5. Pemaksaan kontrasepsi sebagaimana dimaksud dalam Pasal 11 ayat (2) huruf c
adalah Kekerasan Seksual yang dilakukan dalam bentuk mengatur,
menghentikan dan/atau merusak organ, fungsi dan/atau sistem reproduksi
biologis orang lain, dengan kekerasan, ancaman kekerasan, tipu muslihat,
rangkaian kebohongan, atau penyalahgunaan kekuasaan, sehingga orang
tersebut kehilangan kontrol terhadap organ, fungsi dan/atau sistem
reproduksinya yang mengakibatkan Korban tidak dapat memiliki keturunan.

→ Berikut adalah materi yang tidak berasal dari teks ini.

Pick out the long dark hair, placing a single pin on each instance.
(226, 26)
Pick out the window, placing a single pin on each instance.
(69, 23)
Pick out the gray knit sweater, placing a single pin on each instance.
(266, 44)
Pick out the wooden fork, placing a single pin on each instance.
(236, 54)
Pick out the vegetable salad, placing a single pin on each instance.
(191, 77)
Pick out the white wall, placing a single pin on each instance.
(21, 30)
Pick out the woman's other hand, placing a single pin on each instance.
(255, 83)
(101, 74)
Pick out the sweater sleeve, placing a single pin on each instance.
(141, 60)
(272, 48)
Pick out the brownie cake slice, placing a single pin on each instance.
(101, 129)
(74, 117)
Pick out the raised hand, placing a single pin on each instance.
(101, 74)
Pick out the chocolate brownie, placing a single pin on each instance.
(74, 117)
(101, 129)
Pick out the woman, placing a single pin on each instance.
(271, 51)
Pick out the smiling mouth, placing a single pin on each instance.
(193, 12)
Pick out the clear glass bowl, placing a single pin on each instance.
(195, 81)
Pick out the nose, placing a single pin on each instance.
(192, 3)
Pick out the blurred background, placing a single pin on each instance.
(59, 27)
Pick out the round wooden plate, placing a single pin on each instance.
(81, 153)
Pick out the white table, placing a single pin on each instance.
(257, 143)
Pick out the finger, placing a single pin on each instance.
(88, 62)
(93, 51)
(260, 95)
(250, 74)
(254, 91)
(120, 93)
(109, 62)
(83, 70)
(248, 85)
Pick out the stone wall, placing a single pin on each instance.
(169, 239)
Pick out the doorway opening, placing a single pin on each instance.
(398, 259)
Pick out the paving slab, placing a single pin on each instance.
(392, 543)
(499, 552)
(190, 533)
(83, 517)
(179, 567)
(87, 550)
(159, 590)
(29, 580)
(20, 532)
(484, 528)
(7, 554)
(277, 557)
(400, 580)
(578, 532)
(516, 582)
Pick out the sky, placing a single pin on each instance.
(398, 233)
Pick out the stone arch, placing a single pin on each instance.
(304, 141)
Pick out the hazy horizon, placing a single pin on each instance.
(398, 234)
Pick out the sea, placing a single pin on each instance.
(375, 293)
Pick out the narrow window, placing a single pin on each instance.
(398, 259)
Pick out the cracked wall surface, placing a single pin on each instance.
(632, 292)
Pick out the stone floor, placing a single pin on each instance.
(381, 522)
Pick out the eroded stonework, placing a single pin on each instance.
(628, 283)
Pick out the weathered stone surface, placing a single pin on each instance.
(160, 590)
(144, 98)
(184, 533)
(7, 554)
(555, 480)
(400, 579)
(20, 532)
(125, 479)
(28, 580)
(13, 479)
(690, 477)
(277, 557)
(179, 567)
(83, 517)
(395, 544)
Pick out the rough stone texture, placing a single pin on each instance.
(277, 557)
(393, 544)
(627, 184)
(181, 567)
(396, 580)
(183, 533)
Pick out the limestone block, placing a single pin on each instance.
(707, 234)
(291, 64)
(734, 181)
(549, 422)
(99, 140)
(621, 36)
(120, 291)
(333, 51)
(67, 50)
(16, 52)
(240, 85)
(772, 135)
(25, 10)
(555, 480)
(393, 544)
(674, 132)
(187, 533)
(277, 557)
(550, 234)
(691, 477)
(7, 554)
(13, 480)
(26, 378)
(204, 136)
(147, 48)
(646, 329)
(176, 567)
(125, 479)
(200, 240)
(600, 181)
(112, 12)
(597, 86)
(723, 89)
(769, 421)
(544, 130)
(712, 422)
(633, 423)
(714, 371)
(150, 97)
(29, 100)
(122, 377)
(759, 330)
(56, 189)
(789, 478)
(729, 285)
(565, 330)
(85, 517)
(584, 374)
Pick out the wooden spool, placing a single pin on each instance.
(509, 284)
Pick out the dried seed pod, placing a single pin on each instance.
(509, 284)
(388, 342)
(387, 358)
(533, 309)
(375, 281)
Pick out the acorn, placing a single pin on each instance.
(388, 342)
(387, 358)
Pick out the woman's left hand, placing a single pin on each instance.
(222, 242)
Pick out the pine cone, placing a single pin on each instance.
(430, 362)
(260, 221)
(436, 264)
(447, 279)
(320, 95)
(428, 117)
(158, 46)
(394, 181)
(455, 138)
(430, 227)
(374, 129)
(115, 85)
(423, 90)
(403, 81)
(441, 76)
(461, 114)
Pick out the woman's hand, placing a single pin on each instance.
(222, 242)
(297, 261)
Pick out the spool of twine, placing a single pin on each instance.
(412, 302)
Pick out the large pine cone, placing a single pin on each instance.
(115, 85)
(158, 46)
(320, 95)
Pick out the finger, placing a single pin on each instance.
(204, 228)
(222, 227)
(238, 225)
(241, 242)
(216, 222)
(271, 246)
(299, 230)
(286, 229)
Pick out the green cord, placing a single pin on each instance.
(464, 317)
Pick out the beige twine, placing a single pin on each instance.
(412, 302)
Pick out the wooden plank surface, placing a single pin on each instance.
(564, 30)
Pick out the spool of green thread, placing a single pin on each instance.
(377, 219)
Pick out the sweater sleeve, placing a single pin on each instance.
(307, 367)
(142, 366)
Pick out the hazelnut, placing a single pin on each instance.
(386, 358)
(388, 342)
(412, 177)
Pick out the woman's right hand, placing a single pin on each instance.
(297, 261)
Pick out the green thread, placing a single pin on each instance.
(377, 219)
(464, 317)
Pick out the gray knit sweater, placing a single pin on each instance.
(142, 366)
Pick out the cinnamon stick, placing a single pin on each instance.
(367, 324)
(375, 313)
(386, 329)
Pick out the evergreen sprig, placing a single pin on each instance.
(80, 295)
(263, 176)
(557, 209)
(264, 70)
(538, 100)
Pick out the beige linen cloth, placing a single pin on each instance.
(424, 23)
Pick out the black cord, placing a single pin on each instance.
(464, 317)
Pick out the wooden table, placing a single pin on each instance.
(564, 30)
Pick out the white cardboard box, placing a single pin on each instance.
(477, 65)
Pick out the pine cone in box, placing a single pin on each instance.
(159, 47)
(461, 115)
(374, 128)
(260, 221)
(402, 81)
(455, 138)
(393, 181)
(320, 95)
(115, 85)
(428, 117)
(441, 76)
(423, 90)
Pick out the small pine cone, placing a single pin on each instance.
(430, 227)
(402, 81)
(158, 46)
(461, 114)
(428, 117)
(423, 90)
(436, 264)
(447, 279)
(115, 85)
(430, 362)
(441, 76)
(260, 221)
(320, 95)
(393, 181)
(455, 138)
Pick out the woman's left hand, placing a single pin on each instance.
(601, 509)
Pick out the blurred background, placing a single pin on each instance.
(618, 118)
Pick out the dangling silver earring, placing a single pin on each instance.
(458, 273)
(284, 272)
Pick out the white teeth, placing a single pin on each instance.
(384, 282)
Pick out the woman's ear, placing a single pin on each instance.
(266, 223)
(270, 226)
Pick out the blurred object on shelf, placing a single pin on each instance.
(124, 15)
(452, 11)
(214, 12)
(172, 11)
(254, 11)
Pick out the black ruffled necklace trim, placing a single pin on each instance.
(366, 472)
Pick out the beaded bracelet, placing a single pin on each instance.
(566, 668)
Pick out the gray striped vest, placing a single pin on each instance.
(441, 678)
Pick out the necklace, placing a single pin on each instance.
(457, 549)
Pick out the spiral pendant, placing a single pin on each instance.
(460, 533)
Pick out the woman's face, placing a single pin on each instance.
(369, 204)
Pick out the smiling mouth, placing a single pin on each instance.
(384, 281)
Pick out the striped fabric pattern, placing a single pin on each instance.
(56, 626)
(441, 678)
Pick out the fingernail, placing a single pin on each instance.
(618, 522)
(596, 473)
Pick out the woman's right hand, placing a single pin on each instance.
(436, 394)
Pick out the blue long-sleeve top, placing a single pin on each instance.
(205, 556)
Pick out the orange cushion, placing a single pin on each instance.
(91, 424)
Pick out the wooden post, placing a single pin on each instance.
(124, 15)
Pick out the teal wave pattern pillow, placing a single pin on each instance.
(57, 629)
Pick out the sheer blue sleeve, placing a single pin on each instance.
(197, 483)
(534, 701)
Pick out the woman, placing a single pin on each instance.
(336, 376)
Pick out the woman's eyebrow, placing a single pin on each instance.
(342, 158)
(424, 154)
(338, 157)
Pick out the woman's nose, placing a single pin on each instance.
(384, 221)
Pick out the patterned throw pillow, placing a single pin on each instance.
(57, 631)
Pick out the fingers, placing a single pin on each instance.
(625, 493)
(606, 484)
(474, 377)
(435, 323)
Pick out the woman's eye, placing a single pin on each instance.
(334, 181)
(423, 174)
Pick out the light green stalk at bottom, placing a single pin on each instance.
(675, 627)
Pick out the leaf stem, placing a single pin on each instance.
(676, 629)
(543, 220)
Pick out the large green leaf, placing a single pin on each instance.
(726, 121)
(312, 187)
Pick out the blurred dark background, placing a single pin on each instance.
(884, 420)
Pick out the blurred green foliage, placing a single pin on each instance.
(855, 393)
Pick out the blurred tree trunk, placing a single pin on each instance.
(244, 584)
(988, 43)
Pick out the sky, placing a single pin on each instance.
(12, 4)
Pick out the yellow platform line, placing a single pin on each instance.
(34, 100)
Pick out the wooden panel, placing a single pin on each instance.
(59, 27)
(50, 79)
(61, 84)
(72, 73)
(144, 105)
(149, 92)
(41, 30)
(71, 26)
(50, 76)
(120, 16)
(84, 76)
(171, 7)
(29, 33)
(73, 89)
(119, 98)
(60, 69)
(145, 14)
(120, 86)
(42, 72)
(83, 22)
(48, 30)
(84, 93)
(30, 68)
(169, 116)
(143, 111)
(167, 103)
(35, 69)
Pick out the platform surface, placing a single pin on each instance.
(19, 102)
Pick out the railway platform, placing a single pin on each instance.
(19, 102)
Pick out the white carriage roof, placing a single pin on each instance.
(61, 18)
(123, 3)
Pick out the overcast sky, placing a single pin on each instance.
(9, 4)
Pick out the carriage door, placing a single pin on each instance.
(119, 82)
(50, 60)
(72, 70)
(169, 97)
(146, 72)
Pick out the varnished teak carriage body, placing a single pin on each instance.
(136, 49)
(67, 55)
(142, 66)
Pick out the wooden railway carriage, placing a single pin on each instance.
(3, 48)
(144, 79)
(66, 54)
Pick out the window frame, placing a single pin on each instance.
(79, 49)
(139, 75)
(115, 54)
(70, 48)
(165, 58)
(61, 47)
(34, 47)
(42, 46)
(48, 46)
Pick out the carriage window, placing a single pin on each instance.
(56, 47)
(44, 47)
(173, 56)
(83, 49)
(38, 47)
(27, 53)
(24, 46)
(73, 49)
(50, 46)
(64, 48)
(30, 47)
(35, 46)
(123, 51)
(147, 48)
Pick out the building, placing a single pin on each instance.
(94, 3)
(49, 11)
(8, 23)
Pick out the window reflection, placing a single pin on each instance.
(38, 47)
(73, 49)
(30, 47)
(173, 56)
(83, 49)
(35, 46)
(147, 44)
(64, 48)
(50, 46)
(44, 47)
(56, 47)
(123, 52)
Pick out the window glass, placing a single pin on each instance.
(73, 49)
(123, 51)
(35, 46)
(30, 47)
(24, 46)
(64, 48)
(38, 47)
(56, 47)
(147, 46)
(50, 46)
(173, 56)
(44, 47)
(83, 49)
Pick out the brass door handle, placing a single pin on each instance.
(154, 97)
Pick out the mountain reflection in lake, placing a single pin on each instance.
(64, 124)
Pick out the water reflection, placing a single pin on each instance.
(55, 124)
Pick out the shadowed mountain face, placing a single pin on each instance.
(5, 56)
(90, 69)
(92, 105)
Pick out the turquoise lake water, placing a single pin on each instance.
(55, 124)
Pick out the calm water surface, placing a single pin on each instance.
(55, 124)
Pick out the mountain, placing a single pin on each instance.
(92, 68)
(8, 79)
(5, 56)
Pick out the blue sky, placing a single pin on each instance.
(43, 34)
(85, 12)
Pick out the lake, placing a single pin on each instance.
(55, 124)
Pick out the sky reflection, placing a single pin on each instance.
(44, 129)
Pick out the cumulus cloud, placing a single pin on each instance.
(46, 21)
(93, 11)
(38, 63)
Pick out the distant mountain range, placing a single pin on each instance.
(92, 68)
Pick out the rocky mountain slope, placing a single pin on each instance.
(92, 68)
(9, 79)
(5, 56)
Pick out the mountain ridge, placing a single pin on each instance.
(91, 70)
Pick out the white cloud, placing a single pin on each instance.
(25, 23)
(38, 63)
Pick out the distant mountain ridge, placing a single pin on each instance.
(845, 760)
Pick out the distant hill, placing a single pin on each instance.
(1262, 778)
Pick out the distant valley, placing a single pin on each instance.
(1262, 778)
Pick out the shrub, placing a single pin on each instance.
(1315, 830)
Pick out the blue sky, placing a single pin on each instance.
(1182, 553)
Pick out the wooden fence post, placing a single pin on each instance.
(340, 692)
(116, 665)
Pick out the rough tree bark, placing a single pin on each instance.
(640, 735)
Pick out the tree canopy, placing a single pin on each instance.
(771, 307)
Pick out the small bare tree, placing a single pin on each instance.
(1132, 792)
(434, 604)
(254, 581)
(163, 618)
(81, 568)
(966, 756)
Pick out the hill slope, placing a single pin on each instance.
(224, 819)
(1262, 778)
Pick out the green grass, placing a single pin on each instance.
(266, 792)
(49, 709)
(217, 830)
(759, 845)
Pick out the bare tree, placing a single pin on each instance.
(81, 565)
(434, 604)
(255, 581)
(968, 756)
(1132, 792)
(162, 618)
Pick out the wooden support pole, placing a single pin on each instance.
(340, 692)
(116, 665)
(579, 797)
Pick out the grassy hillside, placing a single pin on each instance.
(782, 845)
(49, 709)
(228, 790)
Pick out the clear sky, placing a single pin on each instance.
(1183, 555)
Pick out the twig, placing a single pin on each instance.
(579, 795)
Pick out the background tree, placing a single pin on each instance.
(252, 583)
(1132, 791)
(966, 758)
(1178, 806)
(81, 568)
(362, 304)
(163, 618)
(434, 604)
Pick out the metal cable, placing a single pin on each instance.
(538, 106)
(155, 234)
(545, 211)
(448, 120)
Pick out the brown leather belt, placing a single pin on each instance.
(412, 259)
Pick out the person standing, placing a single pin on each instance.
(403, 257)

Definisi ini juga harus di tambahkan mengenai bagaimana mengatur peredaran
atau penyebaran alat-alat kontrasepsi dan obat obat obatan serta alat alat
peraga seksual agar tidak dijual umum atau mudah didapatkan.
6. Pasal 16 RUU P-KS yang berbunyi: "Perbuatan menggunakan kondisi seseorang
yang tidak mampu memberikan persetujuan untuk melakukan perbuatan seksual
adalah pidana perkosaan". Pasal ini sangat absurd menilai kejahatan pidana
perkosaan. Sebab hubungan seksual suami istri tidak selamanya dimulai dalam
posisi saling menyetujui terlebih dahulu, sebab hubungan seksual keduanya telah
sah, saat mereka melaksanakan akad nikah di KUA dan lembaga hukum lainnya.
7. Pasal 17 yang berbunyi: "atau  tekanan psikis lainnya, sehingga seseorang tidak
dapat memberikan persetujuan yang sesungguhnya untuk melakukan perkawinan,
diancam pidana pemaksaan perkawinan. Menurut saya, Pasal ini telah
mengingkari dan mendelegitimasi kedudukan dan hak kedua orang tua/wali
dalam UU Perkawinan No 1 Tahun 1974 yang berbunyi: "Untuk melangsungkan
perkawinan, seorang belum berusia 21 tahun harus mendapat izin dari walinya".
Bahkan pasal ini telah mengancam sistem wali dalam ajaran Islam, bahwa wanita
bila menikah harus izin dan dinikahkan oleh walinya. Sebab "tekanan psikis"
yang dimaksud dalam pasal ini tidak jelas dan rinci, bisa jadi nasihat dan bujukan
orang tua agar putrinya menikah dianggap pidana.
8. RUU PKS, mengarahkan umat Islam di Indonesia hidup dengan sistem
perkawinan liberal barat (westernisme dan liberalisme), bahkan mendelegitimasi
adat istiadat perkawinan dan kekeluargaan yang ada di nusantara.